Strangled in La Jolla: 492 Days Later

It’s taken a year and a few months to think life is getting back to normal.

But what even is normal after trauma?

When I look back at my journals from that time — July and August of 2016 — I see a woman clawing her way back to herself. A woman in the middle of a storm she didn’t ask for, still reeling, still aching… and still choosing to keep going.

This is a chapter of my life I never expected to live through. But I did.

And I wrote it all down.

“Even today, ten years later, my neck still hurts and I can occasionally still get killer headaches. But it’s so much better. Journaling is so helpful to see our progress through life’s challenges. I can see now that some of my most profound manifestation techniques started here!”

— Journal, July 3, 2016

Healing doesn’t happen in a straight line. It’s messy. Cyclical. But journaling helped me track the truth — that even when I felt stuck, something was always moving.

“Wow, I wake up in the morning thinking about all the women who are strangled. I think about how I can speak up for them and feel paralyzed that I will spend the rest of my life thinking about them. What if I do not ever say anything, what if my story doesn’t inspire people?”

— Journal, July 8, 2016

I was terrified. Not just of what had happened — but of being the one to say it out loud.

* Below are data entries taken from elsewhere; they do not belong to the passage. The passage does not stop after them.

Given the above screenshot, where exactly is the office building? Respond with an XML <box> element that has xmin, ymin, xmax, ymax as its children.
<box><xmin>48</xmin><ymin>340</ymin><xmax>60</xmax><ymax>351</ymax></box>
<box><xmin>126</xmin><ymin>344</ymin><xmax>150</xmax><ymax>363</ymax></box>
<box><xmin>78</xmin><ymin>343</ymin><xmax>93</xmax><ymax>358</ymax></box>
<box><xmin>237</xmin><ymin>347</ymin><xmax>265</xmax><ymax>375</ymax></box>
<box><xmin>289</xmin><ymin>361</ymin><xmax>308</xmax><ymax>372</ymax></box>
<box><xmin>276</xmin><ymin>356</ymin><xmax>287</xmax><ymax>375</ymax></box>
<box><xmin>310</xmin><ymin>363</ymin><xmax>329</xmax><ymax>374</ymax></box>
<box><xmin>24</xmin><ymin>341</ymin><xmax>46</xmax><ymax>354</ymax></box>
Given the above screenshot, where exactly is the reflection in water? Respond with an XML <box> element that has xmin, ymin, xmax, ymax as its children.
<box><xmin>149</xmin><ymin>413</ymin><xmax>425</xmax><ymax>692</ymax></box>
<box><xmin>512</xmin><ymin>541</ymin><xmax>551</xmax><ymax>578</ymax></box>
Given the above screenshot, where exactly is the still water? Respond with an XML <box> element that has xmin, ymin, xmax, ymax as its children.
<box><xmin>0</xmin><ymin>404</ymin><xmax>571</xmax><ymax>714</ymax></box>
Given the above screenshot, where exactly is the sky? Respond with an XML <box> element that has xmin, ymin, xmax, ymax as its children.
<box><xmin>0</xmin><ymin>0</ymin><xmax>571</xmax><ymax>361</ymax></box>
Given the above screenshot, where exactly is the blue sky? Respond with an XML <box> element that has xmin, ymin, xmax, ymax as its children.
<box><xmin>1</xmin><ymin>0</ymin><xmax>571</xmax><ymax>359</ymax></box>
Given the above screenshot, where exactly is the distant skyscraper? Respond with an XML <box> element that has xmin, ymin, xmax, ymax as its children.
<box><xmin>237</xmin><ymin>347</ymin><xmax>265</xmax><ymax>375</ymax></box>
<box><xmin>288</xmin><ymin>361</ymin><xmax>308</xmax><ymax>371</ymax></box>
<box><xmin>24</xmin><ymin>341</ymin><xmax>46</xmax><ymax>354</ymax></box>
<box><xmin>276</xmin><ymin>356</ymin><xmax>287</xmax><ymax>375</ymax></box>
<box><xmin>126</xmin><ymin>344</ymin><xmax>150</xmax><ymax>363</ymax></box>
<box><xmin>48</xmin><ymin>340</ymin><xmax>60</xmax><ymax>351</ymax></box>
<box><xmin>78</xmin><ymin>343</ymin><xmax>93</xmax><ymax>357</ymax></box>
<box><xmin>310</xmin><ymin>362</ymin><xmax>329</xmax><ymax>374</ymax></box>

To this day, I still carry those women with me. But I don’t feel paralyzed anymore. I feel powerful.

“The throat is the energy center where change takes place.”

— Journal, July 13, 2016

I’ve never forgotten that line.

And it’s no accident that what was attacked was my voice. My ability to speak. To cry for help. To name what happened.

But I am learning that using your voice is the healing.

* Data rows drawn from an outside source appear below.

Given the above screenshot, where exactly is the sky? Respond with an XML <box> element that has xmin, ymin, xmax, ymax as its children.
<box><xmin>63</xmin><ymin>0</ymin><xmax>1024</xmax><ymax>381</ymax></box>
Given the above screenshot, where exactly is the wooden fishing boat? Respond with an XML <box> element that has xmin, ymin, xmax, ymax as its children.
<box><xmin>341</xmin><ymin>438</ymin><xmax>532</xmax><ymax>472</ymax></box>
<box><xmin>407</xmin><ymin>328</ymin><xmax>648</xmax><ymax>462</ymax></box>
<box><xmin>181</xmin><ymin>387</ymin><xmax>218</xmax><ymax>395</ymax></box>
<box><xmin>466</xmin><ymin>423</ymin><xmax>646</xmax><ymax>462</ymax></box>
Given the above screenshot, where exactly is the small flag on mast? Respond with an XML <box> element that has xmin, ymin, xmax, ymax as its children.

“Love is composed of happiness, strength, and health.”

— Iceman quote, July 13, 2016

“Grandma Jean’s 87th birthday. She tells me at the end of the day: hold my head up high and say ‘I’m a good person.’”

— Journal, July 14, 2016

Even in the midst of darkness, there were whispers of wisdom, little notes from the Universe — reminding me I was still loved, still worthy, still good.

“Seems that if there is any weakness in your body, when your body is under additional stress, these areas will also get activated again when you are compromised.”

— Journal, August 17, 2016

This entry hit me all over again.

Because trauma doesn’t just live in the mind. It lives in the tissues. The fascia. The spine. The nervous system. And every time my body tenses or my neck flares up again, I remember — I’m still in relationship with this. Still listening to what it’s teaching me.

“I keep saying I want to write a book about this but I do not ever really sit down and tell the story.”

— Journal, August 17, 2016

Well… here I am.

Telling it.

Not the whole story yet. But this is a beginning.

“Is life getting back to normal????!!!”

— Journal, August 29, 2016

That question still echoes.

And maybe the answer is… life isn’t about going back.

It’s about moving forward with your whole self — scarred, wiser, softer, louder.

So no, life didn’t go back to what it was.

But it became mine again.

And that matters more.

If you’ve survived something that nearly stole your voice — I hope you write. I hope you walk. I hope you scream into the wind or cry into your yoga mat or speak your truth on a dimly-lit blog post like this one.

Because you never know who will read it and feel less alone.

Strangled in La Jolla was never just my story. It’s a survival. And survival is sacred.